Relationship between precipitation and canopy interception for a tropical pasture grass. From Ataroff and Naranjo 2009.

Half of the precipitation that could fall on a grassland might never reach the soil. And the more grass there is, the less precipitation would reach the soil. Seasonally, as grass grows and canopies develop, the demand for water would be ever increasing. Yet, because of interception, less and less precipitation would reach the soil.

Increasing demand, decreasing supply. A classic negative feedback that would be limiting growth. Even if plants had access to deep water, the consequences might be greater for N supply and cause transitive limitation as surface soils where N mineralization occurs would be prevented from rewetting.

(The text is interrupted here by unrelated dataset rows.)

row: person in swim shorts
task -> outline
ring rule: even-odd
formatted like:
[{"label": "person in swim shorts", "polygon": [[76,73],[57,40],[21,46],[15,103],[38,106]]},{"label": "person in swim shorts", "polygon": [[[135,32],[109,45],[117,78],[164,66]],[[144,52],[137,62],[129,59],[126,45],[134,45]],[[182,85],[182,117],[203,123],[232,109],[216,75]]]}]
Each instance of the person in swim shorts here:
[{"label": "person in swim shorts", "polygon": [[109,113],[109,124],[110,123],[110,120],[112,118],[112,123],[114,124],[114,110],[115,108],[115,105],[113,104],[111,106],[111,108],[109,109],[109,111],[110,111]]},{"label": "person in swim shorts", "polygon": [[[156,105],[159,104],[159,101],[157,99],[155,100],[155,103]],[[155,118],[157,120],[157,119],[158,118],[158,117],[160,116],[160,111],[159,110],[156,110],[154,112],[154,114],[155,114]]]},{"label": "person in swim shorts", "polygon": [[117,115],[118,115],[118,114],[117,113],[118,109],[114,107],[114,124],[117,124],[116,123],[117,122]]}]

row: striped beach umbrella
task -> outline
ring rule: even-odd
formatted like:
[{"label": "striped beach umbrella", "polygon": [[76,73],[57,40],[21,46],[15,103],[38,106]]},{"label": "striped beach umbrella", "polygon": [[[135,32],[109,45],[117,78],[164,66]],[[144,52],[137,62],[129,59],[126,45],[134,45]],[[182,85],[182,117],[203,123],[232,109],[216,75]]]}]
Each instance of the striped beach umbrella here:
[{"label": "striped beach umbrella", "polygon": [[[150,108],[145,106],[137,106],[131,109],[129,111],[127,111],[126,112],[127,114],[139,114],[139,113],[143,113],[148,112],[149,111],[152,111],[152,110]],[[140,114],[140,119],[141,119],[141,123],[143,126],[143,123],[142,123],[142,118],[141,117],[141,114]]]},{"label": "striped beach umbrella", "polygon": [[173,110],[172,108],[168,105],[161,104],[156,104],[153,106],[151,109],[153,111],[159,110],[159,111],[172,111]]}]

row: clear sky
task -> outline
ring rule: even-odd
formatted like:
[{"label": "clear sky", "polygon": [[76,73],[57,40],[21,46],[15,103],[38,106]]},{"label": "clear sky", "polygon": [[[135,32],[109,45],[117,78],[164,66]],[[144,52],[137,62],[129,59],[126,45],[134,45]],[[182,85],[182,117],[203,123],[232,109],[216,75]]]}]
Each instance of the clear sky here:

Evolutionarily, we haven't explored whether there would be selection on herbaceous species to promote (or not promote!) throughfall of precipitation. Altered leaf angle, waxy cuticles, stemminess, would all alter how much water is retained or passed on to the soil. Ecologically, with just a few papers on the topic, there are likely some large unexplored ramifications besides promoting seasonal water limitations. For example, from first principles, rain coming in larger events should promote growth, not retard it, as the water is stored in the soil rather than the canopy.

Most importantly of all, if you haven't learned it yet, never cut across a wet lawn in the morning wearing sneakers. Might as well jump in a puddle.